Trésors cachés : les cépages oubliés du Roussillon, entre racines profondes et parfums d’avenir
05/06/2025
Ces cépages rares, qui survivent comme des témoins
Derrière le coup de cœur pour les grands classiques, un monde vibrant : celui des cépages dits “oubliés” ou “minorés”, dont certains ont frôlé l’extinction. Selon le recensement 2017 du Syndicat des Vignerons des Pyrénées-Orientales, moins de 2% des surfaces plantées dans le département sont aujourd’hui occupées par ces variétés rares ou locales (Vins du Roussillon). Une poignée de vignerons, guidés par l’instinct de la sauvegarde, perpétuent cette diversité. Parmi eux :
- L’Aspiran noir : varié tellement confidentiel qu’il ne subsiste plus que quelques hectares — moins de 5 en tout, particulièrement dans la vallée de l’Agly et le Fenouillèdes.
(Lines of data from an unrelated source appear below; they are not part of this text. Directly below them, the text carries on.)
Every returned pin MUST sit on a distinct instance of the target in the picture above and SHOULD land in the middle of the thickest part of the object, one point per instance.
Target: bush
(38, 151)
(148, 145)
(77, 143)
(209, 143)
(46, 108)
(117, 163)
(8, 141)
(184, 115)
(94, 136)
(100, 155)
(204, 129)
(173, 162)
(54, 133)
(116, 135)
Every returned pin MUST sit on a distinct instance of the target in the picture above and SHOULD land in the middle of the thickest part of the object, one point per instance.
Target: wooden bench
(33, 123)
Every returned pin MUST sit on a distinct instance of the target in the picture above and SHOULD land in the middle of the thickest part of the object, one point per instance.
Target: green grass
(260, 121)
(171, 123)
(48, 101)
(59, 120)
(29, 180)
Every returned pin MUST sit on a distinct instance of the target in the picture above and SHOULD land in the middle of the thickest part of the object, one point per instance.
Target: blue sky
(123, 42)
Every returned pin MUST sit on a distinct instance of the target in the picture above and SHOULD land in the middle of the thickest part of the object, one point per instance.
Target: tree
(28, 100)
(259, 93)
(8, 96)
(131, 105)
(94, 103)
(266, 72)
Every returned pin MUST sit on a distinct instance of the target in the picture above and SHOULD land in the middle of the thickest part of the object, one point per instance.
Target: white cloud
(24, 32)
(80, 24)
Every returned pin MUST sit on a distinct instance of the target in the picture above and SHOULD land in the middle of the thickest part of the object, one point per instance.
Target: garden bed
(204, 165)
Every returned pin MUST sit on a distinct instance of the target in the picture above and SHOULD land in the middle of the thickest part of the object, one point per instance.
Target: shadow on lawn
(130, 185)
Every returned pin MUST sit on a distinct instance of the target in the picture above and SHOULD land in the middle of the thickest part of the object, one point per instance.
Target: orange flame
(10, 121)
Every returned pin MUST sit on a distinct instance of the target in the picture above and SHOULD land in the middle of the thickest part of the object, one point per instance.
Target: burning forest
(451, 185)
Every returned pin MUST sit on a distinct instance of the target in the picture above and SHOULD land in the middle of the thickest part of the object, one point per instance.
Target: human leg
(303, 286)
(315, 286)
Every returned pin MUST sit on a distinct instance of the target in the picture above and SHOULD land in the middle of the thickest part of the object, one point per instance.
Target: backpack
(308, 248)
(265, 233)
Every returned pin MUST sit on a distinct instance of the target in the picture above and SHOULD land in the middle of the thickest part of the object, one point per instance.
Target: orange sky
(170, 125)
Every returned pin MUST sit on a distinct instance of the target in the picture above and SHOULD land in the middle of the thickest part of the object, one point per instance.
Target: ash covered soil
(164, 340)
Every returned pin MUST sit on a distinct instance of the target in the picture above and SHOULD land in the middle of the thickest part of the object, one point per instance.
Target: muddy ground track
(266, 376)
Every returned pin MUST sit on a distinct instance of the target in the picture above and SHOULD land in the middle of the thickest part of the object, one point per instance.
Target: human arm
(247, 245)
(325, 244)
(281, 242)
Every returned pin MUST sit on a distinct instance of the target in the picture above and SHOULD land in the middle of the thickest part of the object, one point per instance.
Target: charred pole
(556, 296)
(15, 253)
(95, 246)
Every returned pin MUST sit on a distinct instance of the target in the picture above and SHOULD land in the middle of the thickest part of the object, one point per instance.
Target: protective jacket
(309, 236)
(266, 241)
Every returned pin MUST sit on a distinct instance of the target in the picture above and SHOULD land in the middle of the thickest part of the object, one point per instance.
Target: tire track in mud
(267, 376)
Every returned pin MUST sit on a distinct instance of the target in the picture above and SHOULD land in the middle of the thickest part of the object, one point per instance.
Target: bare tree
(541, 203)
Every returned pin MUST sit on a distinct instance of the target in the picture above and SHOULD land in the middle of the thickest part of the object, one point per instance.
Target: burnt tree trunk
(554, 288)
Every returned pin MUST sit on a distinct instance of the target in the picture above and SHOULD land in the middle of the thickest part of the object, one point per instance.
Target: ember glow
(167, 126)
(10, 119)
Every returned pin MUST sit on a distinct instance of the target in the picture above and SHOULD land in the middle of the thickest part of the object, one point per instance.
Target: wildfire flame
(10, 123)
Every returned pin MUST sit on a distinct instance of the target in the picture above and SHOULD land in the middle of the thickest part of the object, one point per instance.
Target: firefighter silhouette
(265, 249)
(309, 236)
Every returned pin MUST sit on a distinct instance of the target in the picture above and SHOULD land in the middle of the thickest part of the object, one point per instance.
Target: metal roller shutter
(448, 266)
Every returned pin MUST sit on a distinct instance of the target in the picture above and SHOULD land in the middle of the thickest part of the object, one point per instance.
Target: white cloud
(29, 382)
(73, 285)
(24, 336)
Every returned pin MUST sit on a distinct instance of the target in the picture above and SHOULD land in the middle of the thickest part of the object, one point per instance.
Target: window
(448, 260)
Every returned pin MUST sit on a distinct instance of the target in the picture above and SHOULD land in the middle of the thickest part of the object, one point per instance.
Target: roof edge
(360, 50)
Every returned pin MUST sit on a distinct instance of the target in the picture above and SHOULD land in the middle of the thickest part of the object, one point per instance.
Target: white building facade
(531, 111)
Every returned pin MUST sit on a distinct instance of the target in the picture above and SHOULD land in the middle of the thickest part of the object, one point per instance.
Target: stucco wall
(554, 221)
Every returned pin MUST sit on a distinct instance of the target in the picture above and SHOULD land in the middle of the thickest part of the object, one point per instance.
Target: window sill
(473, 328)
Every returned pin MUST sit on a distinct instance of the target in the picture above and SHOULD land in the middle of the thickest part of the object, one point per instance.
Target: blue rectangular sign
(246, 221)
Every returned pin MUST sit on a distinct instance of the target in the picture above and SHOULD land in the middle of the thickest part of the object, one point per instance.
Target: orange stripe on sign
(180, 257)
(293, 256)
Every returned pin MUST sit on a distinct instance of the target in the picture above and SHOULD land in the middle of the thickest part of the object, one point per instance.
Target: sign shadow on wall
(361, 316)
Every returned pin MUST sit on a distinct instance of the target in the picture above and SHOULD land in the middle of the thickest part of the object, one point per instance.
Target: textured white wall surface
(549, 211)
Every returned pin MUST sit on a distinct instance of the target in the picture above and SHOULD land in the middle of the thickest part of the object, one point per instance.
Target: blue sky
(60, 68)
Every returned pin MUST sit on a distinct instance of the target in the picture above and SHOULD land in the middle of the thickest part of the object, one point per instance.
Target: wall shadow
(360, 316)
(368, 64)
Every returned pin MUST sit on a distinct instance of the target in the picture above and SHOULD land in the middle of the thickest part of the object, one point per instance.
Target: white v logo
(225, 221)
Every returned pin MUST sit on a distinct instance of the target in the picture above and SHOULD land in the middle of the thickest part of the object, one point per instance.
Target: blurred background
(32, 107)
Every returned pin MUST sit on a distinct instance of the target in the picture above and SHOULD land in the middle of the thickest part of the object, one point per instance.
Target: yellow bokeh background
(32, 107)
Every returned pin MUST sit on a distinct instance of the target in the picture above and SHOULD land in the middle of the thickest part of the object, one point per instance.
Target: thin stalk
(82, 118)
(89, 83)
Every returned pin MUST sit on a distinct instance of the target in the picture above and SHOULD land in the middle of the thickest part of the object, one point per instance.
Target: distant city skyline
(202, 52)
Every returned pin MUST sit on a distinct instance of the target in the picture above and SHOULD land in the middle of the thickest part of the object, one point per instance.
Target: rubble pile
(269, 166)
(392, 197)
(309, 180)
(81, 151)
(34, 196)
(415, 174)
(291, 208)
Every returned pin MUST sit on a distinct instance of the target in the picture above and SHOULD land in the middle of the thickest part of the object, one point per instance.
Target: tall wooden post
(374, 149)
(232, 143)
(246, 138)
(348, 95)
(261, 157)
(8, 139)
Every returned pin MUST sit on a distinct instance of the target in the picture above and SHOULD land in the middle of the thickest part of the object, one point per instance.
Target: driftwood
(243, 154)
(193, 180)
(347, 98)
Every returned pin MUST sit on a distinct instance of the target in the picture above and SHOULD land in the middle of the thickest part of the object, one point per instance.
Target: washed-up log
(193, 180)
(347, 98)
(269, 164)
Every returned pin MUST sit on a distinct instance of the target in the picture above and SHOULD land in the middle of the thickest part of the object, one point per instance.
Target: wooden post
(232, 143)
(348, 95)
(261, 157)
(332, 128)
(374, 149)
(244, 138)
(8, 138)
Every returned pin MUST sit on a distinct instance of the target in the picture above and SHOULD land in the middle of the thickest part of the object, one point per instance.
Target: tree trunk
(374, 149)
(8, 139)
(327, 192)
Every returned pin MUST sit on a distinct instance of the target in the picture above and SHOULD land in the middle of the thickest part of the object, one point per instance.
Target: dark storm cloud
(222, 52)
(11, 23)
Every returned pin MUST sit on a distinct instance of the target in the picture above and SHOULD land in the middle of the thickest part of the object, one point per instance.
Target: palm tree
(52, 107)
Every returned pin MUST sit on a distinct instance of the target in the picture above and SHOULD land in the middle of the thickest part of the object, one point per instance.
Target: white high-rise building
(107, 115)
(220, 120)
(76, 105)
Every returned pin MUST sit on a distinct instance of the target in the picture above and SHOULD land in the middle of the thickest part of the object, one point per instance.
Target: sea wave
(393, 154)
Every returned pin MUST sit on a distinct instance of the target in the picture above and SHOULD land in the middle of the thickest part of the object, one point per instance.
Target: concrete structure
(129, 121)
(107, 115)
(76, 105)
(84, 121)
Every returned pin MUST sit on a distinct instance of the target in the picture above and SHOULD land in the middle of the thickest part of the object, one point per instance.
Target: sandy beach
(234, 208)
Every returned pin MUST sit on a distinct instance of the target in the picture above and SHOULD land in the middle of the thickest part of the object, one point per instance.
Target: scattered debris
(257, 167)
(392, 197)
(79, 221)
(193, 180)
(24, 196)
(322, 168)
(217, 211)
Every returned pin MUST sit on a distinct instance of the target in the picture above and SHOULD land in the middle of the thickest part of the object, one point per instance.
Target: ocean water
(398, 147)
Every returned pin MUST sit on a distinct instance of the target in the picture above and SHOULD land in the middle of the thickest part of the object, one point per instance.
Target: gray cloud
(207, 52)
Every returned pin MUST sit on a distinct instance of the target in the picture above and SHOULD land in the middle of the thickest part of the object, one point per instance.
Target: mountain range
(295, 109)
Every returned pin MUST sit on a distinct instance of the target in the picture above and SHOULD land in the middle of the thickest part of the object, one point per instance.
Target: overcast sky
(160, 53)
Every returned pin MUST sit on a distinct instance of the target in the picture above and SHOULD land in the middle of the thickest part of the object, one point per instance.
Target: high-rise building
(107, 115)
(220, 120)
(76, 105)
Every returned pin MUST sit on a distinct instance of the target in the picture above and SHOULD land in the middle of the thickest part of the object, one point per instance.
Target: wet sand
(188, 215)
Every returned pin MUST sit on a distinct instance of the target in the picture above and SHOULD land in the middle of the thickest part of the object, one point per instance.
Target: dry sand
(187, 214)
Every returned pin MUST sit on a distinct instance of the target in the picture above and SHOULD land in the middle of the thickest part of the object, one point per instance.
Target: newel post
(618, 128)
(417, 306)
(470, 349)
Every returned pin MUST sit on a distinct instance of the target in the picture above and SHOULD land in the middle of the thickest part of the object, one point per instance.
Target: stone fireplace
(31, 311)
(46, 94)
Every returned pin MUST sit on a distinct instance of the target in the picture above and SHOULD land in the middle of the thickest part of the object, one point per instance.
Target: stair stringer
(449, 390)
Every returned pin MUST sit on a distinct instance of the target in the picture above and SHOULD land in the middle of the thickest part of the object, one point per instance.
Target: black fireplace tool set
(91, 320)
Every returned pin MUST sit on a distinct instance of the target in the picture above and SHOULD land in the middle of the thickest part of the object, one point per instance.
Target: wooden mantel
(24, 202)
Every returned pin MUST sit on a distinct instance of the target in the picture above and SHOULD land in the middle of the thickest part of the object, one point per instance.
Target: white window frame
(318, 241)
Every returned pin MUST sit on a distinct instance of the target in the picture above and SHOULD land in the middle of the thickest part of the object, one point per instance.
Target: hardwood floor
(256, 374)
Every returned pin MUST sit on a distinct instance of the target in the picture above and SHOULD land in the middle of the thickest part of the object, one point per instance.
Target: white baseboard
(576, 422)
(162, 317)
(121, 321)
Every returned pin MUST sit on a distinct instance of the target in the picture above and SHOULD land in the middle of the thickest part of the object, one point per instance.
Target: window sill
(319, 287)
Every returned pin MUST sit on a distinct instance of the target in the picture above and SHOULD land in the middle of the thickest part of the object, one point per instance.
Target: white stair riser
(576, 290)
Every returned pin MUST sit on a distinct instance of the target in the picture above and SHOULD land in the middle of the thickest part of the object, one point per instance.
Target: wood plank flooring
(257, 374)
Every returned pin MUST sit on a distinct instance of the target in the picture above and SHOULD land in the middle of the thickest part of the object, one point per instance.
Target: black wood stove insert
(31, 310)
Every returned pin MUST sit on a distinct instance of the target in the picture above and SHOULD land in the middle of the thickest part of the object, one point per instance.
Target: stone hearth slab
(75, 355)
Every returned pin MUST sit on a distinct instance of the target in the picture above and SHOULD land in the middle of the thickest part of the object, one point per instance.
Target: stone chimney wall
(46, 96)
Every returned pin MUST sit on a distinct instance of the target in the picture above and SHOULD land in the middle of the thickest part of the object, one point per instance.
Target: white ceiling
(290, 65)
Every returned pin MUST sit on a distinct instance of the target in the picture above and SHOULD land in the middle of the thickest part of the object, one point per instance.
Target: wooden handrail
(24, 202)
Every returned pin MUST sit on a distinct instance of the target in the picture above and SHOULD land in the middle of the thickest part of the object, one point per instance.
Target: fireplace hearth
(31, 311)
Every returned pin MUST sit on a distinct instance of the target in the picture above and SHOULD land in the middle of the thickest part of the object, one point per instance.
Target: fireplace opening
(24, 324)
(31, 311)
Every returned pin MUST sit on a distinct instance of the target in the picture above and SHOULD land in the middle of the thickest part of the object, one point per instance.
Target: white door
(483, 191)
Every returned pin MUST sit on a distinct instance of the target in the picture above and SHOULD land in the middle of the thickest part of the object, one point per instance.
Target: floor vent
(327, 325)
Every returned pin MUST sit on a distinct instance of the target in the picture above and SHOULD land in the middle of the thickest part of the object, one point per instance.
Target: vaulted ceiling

- Le Lladoner pelut : parent “velu” du Grenache noir, il a connu un net recul. Seuls quelques anciens l’ont gardé pour sa rusticité et son aromatique unique.
- Le Carignan gris : encore moins courant que le Carignan blanc, il ne couvre plus que des tracés morcelés, souvent chez des vignerons en biodynamie soucieux de sauvegarde.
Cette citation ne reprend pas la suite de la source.